Gaz oubliés des collectivités : pourquoi vos marchés publics vous mettent en danger
Dans bien des collectivités, les bouteilles de gaz et autres corps creux sous pression ne posent pas d’abord un problème technique, mais un problème de contrat. Derrière un marché public mal ficelé, des dizaines de récipients sous pression s’accumulent hors de tout cadre, exposant élus et gestionnaires à des risques très concrets.
Le gaspillage discret des gaz oubliés dans les patrimoines publics
Regardez honnêtement votre patrimoine : gymnases, ateliers municipaux, écoles, EPCI, musées, salles des fêtes… Partout, on trouve les mêmes signes : bouteilles de gaz rouillées au fond d’un local, extincteurs réformés, cartouches de protoxyde d’azote, petits récipients CO2 pour fontaines à eau ou tireuses.
Ce qui frappe, ce n’est pas tant la dangerosité immédiate - encore qu’elle soit bien réelle - que la désorganisation absolue :
- bouteilles « orphelines » dont plus personne ne sait qui est le fournisseur,
- contrats de fourniture qui ne couvrent pas le devenir des récipients vides ou réformés,
- lots entiers déplacés de site en site sans aucun enregistrement.

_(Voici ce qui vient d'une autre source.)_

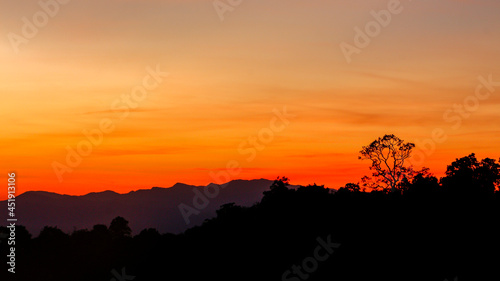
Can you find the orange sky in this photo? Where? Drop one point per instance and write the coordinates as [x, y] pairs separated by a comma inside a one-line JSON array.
[[226, 78]]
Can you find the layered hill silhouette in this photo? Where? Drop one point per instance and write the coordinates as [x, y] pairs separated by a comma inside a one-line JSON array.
[[156, 207]]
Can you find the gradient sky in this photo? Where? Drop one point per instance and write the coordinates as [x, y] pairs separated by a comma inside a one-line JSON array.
[[225, 79]]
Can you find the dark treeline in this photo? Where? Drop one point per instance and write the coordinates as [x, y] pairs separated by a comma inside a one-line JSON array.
[[425, 229]]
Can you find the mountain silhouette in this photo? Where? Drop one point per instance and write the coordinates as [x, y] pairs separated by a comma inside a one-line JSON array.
[[156, 207]]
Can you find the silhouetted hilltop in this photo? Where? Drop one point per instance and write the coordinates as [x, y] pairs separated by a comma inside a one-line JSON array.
[[156, 207]]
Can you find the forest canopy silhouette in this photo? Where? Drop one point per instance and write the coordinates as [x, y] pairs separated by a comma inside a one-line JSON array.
[[397, 224]]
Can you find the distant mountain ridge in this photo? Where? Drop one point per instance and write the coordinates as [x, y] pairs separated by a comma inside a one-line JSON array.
[[156, 207]]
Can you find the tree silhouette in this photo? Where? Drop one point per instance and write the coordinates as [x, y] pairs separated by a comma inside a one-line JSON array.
[[388, 155], [469, 176]]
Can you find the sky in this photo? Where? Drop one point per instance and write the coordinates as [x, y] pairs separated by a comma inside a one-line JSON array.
[[255, 89]]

On parle rarement de ces stocks parce qu’ils ne rentrent dans aucune case simple. Trop dangereux pour être traités comme de banals déchets métalliques, trop « petits » pour mobiliser les gros schémas ICPE. Ils restent donc coincés entre deux mondes, là où prospèrent les risques silencieux.
2026 : quand la réglementation européenne rattrape les pratiques locales
Depuis deux ans, un mouvement de fond se met en place en Europe : renforcement continu des exigences sur les déchets dangereux, pression croissante sur la traçabilité et responsabilisation accrue des détenteurs publics. Les collectivités n’échapperont pas à ce mouvement, au contraire.
Réforme européenne et pression sur les gaz et aérosols
Les discussions autour de la révision des textes européens sur les déchets et les substances dangereuses ont une conséquence très simple sur le terrain : l’idée qu’un récipient sous pression puisse disparaître « par la ferraille » devient de plus en plus intenable.
Les corps creux sous pression sont désormais vus comme un risque en soi, indépendamment du contenu. Cette approche irrigue déjà les pratiques des DREAL et des assureurs sur les sites industriels. Les collectivités suivront, mécaniquement.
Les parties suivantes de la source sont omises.